Title: Deep inference
Abstract: In the cognitive neurosciences and machine learning, we have formal ways of understanding and characterizing perception and decision-making; however, the approaches appear very different: current formulations of perceptual synthesis call on theories like predictive coding and Bayesian brain hypothesis. Conversely, formulations of decision-making and choice behavior often appeal to reinforcement learning and the Bellman optimality principle. On the one hand, the brain seems to be in the game of optimizing beliefs about how its sensations are caused; while, on the other hand, our choices and decisions appear to be governed by value functions and reward. Are these formulations irreconcilable, or is there some underlying information theoretic imperative that renders perceptual inference and decision-making two sides of the same coin?
Karl Friston is a theoretical neuroscientist and authority on brain imaging. He invented statistical parametric mapping (SPM), voxel-based morphometry (VBM) and dynamic causal modelling (DCM). These contributions were motivated by schizophrenia research and theoretical studies of value-learning, formulated as the dysconnection hypothesis of schizophrenia.
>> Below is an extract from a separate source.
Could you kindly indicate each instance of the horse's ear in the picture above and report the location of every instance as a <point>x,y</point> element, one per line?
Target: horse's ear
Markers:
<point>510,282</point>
Mathematical contributions include variational Laplacian procedures and generalized filtering for hierarchical Bayesian model inversion. Friston currently works on models of functional integration in the human brain and the principles that underlie neuronal interactions. His main contribution to theoretical neurobiology is a free-energy principle for action and perception (active inference). Friston received the first Young Investigators Award in Human Brain Mapping (1996) and was elected a Fellow of the Academy of Medical Sciences (1999).